Worker Advocate: How Dare You Threaten National Right to Work and Its Supporters on National TV, Mr. Gettelfinger!
Angry auto union boss blames voluntary unionism group for the auto industry's problems, wants a list of the group's financial backers
Washington, DC (December 12, 2008) – Mark Mix, President of the National Right to Work Legal Defense Foundation, made the following statement today in response to United Auto Workers (UAW) union president Ron Gettelfinger's angry lashing out on national television at the legal foundation's efforts to defend workers from forced unionism abuse:
"How dare you blame the current debacle in the automotive business on efforts to give workers the right to join or not join a union. These problems have been caused by the forced unionism stranglehold you currently enjoy.

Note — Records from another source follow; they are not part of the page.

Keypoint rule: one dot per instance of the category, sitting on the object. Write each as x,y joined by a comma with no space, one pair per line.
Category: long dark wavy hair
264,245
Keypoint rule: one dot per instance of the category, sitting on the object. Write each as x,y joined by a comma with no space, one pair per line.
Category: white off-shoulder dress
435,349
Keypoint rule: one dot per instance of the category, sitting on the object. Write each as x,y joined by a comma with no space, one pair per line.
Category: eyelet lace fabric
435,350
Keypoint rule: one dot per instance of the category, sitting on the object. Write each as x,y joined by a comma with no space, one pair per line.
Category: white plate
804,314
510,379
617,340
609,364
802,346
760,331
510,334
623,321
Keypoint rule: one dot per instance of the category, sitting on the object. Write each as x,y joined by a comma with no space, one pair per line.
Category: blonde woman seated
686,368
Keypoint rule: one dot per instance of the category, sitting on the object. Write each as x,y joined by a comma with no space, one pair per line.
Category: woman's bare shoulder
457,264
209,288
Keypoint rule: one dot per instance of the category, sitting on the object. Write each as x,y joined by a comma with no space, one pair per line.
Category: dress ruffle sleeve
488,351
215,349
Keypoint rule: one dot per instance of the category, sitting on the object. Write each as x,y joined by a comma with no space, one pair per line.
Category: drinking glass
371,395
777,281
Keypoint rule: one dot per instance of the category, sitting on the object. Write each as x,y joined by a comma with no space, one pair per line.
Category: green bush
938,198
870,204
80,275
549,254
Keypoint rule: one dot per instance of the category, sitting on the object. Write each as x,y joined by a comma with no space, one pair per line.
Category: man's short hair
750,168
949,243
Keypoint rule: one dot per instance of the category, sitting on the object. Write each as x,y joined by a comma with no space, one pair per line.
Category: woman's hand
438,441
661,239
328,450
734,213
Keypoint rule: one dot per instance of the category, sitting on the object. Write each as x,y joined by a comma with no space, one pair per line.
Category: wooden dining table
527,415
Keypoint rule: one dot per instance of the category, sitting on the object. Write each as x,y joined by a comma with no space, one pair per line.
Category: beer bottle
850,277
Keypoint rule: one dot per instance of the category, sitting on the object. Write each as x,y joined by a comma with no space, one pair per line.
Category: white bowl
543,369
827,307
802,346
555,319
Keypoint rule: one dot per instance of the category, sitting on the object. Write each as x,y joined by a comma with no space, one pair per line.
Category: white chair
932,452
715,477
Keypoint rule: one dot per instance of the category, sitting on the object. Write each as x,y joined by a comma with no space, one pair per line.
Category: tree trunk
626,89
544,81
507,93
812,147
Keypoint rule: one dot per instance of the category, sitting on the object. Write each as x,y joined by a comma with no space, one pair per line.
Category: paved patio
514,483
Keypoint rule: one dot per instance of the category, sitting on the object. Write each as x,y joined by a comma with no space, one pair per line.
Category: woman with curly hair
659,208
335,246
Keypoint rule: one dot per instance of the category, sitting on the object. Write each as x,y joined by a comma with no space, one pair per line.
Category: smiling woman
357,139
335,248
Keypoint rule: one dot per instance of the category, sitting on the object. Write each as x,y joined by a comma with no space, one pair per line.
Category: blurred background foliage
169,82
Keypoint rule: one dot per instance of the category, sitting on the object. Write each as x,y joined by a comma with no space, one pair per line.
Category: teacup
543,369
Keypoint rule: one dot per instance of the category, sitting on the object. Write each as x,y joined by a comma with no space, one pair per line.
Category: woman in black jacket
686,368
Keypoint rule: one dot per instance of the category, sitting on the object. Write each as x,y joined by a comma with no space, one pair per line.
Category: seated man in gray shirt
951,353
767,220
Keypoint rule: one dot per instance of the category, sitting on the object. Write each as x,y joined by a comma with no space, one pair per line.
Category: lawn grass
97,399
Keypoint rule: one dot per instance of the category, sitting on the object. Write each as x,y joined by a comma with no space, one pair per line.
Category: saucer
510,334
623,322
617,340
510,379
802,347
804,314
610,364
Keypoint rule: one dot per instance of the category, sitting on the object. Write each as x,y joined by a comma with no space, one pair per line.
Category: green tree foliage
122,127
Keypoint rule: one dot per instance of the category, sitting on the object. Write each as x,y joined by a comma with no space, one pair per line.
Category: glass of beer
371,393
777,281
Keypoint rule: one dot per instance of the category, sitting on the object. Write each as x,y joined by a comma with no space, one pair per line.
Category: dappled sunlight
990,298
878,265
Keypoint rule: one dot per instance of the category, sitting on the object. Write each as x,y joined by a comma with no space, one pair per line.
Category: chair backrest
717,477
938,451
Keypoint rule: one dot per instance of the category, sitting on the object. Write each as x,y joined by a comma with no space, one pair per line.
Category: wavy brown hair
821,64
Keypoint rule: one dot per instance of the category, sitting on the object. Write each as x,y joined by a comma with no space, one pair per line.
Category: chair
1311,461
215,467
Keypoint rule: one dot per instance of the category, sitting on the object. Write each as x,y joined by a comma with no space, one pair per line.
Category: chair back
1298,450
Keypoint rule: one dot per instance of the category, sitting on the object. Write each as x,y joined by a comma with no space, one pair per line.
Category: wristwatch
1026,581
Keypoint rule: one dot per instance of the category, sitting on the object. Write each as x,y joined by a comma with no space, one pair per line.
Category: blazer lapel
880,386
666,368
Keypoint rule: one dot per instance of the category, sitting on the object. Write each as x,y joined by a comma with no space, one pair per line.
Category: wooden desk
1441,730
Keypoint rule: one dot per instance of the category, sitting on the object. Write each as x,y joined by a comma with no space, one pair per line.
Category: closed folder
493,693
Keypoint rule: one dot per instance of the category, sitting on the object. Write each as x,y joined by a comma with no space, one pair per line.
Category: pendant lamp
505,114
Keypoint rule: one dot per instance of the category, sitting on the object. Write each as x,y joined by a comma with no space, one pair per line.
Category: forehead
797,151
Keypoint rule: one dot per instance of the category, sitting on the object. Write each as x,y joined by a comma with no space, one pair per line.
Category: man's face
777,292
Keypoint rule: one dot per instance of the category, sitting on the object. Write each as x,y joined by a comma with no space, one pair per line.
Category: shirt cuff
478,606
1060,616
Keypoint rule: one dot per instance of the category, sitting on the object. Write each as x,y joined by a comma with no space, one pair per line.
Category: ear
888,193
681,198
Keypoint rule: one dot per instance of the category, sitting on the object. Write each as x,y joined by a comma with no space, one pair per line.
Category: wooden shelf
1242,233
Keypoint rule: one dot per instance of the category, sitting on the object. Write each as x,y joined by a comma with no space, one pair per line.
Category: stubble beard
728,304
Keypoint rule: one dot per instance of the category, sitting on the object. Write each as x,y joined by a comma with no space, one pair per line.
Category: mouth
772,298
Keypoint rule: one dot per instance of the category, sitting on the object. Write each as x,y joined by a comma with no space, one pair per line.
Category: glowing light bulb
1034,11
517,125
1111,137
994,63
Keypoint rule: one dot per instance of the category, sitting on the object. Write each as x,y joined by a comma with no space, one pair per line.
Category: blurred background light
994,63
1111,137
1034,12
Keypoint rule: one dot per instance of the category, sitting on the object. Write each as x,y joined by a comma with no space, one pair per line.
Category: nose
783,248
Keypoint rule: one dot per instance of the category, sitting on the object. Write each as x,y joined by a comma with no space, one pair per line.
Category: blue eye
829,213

"Make no mistake; you will never get your hands on the list of the National Right to Work Foundation's contributors. Over the years, hundreds of thousands of generous Americans have helped our organization provide free legal aid to the employee victims of your forced unionism hierarchy. We will NEVER allow these folks to be put into harm's way by making their identities known to your goons."
Ron Gettelfinger held a press conference aired today on various television networks in which he implied the union hierarchy's problems result from external factors, rather than forced unionism that has brought the Big Three to its knees. "We've [sic] also up against National Right to Work Legal Defense Foundation who we don't even know who they are, because we can't find out who their contributors are," he announced.
Gettelfinger was referencing a 13-year legal battle by the UAW and 12 other international unions intended to force the National Right to Work Legal Defense Foundation to reveal the names and addresses of its contributors. During the litigation, union lawyers finally admitted they wanted to send the contributor list to local union chiefs all over the country. They wanted to make “discreet inquiries” about the contributors in their areas.
Ultimately this largest multi-union lawsuit in history ended in a loss for union lawyers, but not after lower courts had nearly thrown then-Foundation president Reed Larson in jail twice for defiance of court orders demanding release of the contributor list.
The Foundation’s support comes from all kinds of people -- union members, nonunion employees, small business owners, charitable foundations and others. Many of them would be subjected to vicious retaliation if the union bosses could just learn their identities. Blacklisting, beatings, bombings, and arson are just a few of the tactics union “enforcers” use against those who oppose them.